• cancer;
  • fatigue;
  • veterans;
  • symptom;
  • functional interference;
  • depression;
  • quality of life;
  • survival



The correlation of fatigue levels with functional interference, symptom distress, and quality of life may help determine clinically significant fatigue levels.


One hundred eighty consecutive patients with cancer completed the Functional Assessment of Cancer Therapy (FACT) General and Fatigue subscales (FACT-G and FACT-F, respectively), the Memorial Symptom Assessment Scale-Short Form (MSAS-SF), the Depression Scale (Zung), and the Brief Fatigue Inventory (BFI). The Karnofsky performance status (KPS) was determined for each patient. Multivariate analyses of variance were performed to compare fatigue models with different cut-off points to categorize fatigue levels. Cox proportional hazards analysis was performed to assess the association between fatigue severity and survival.

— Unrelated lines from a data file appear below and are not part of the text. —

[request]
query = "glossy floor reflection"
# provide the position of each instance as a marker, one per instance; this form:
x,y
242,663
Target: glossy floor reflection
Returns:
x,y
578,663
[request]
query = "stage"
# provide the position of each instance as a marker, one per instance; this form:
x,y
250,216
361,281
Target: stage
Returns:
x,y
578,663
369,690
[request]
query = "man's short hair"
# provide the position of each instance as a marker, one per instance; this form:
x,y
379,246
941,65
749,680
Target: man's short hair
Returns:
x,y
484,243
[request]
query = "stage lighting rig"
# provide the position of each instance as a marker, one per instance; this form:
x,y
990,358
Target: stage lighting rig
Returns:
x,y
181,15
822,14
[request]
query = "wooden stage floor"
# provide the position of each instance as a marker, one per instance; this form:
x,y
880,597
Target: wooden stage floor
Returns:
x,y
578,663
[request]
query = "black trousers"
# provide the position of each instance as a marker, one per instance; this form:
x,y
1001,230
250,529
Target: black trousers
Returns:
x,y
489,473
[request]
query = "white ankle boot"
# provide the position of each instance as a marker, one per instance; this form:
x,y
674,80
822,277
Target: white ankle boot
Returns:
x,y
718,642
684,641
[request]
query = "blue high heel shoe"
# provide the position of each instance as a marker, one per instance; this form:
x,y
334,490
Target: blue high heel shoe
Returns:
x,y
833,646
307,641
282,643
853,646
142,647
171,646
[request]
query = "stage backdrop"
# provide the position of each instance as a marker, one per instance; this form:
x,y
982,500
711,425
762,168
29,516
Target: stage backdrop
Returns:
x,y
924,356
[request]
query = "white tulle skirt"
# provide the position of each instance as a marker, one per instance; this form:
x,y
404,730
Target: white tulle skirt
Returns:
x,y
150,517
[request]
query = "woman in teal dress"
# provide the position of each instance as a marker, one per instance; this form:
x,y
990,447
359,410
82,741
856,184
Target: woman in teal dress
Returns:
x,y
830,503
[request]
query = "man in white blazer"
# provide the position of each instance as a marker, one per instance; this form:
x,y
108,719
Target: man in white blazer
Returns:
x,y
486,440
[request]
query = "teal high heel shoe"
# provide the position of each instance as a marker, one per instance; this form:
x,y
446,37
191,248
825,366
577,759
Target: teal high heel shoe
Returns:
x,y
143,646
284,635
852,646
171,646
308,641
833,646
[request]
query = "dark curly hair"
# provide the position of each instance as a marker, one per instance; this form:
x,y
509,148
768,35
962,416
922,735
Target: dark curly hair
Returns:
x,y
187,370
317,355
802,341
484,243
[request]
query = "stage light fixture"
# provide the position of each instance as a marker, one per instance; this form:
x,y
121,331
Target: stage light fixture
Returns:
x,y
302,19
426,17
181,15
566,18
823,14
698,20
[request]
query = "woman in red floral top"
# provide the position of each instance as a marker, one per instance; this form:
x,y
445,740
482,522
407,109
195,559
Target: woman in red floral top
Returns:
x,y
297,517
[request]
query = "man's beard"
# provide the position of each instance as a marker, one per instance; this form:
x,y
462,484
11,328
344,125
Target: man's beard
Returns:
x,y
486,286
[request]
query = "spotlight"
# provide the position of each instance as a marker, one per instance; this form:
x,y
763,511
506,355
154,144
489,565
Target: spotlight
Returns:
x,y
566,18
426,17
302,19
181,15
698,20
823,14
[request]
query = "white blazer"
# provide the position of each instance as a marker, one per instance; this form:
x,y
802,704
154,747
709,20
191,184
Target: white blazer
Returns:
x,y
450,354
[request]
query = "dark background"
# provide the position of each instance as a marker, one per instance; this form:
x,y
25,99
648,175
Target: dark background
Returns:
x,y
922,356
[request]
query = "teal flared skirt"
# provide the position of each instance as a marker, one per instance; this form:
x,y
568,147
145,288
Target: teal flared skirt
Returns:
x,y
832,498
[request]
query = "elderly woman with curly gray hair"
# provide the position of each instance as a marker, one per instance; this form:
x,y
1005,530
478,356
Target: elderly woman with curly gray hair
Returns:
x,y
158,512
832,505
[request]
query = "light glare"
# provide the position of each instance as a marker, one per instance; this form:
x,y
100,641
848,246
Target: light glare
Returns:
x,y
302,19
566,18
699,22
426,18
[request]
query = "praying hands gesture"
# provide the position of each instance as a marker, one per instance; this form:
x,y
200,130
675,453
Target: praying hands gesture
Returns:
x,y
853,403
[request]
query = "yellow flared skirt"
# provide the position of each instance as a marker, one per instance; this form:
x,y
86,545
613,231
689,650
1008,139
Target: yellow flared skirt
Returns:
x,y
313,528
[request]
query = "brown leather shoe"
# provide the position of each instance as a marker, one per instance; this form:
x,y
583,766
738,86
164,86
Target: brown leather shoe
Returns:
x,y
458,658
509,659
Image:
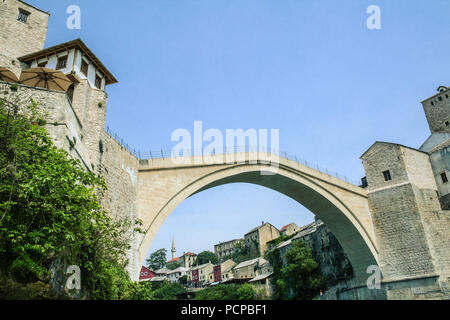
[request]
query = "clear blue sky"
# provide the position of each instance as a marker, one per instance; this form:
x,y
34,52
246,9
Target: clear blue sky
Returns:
x,y
309,68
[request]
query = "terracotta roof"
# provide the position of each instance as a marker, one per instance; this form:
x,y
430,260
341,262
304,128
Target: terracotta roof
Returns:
x,y
286,226
26,3
77,43
393,144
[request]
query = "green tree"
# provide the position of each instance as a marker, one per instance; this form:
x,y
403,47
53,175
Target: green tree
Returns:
x,y
50,212
139,291
169,291
205,257
173,265
228,292
299,276
157,259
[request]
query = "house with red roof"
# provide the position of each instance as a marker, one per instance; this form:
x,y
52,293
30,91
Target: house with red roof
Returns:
x,y
289,229
146,274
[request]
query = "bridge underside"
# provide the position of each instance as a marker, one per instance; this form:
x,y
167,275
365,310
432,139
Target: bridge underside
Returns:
x,y
341,206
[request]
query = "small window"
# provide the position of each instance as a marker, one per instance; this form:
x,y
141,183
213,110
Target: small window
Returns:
x,y
444,177
387,175
98,82
62,63
84,67
23,16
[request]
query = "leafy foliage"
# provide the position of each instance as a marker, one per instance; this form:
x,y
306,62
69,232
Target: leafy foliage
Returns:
x,y
173,265
157,259
169,291
298,277
228,292
50,212
205,257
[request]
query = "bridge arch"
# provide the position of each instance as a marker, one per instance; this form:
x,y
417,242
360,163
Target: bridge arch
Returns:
x,y
343,207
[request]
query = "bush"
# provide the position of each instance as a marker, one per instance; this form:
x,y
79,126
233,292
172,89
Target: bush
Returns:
x,y
228,292
50,213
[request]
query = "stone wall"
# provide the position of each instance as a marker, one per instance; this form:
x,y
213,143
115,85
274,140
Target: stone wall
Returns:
x,y
437,111
63,124
18,38
400,233
119,169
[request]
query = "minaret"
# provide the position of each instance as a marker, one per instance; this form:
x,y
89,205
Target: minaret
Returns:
x,y
173,248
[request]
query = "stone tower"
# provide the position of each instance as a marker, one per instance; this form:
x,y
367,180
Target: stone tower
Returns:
x,y
23,30
437,111
409,222
174,251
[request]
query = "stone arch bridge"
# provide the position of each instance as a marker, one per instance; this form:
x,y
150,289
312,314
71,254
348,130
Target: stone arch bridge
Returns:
x,y
164,183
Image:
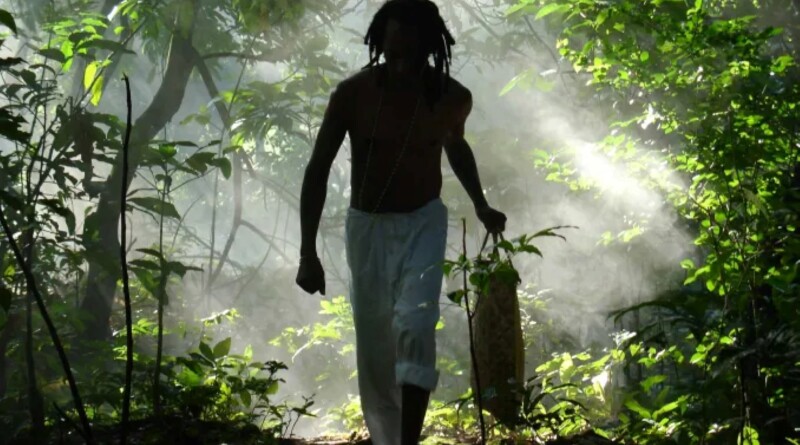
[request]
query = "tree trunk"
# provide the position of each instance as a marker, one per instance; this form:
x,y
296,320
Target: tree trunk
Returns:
x,y
102,225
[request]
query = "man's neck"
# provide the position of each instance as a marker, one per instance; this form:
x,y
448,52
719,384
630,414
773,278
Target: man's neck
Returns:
x,y
406,83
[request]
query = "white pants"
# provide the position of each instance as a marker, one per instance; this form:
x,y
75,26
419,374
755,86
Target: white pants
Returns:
x,y
396,275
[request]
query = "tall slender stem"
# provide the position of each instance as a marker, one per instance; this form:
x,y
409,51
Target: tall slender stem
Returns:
x,y
479,395
126,395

Increased fatigue levels were associated with greater symptom distress and decreased quality of life. A model with usual fatigue cut-off points of 0 (no fatigue), 1–2 (mild fatigue), 3–6 (moderate fatigue), and 7–10 (severe fatigue) was optimal in relation to functional interference items (Wilks λ, 0.36; F = 11.61; P < 0.0001), symptom distress scores (Wilks λ, 0.52; F = 10.41; P < 0.0001), and quality-of-life scores (Wilks λ, 0.50; F = 0.50; P < 0.0001). Fatigue severity predicted survival in univariate analysis (chi-square test, 25.42; P < 0.0001). The KPS, stage of disease, and number of symptoms independently predicted survival in patients with fatigue.


Clinically relevant fatigue levels are correlated with symptom and quality-of-life measurements. Patients with a usual fatigue severity > 3 or a worst fatigue severity > 4 on a 1–10 scale may require further assessment. Cancer 2002;94:2481–9. © 2002 American Cancer Society.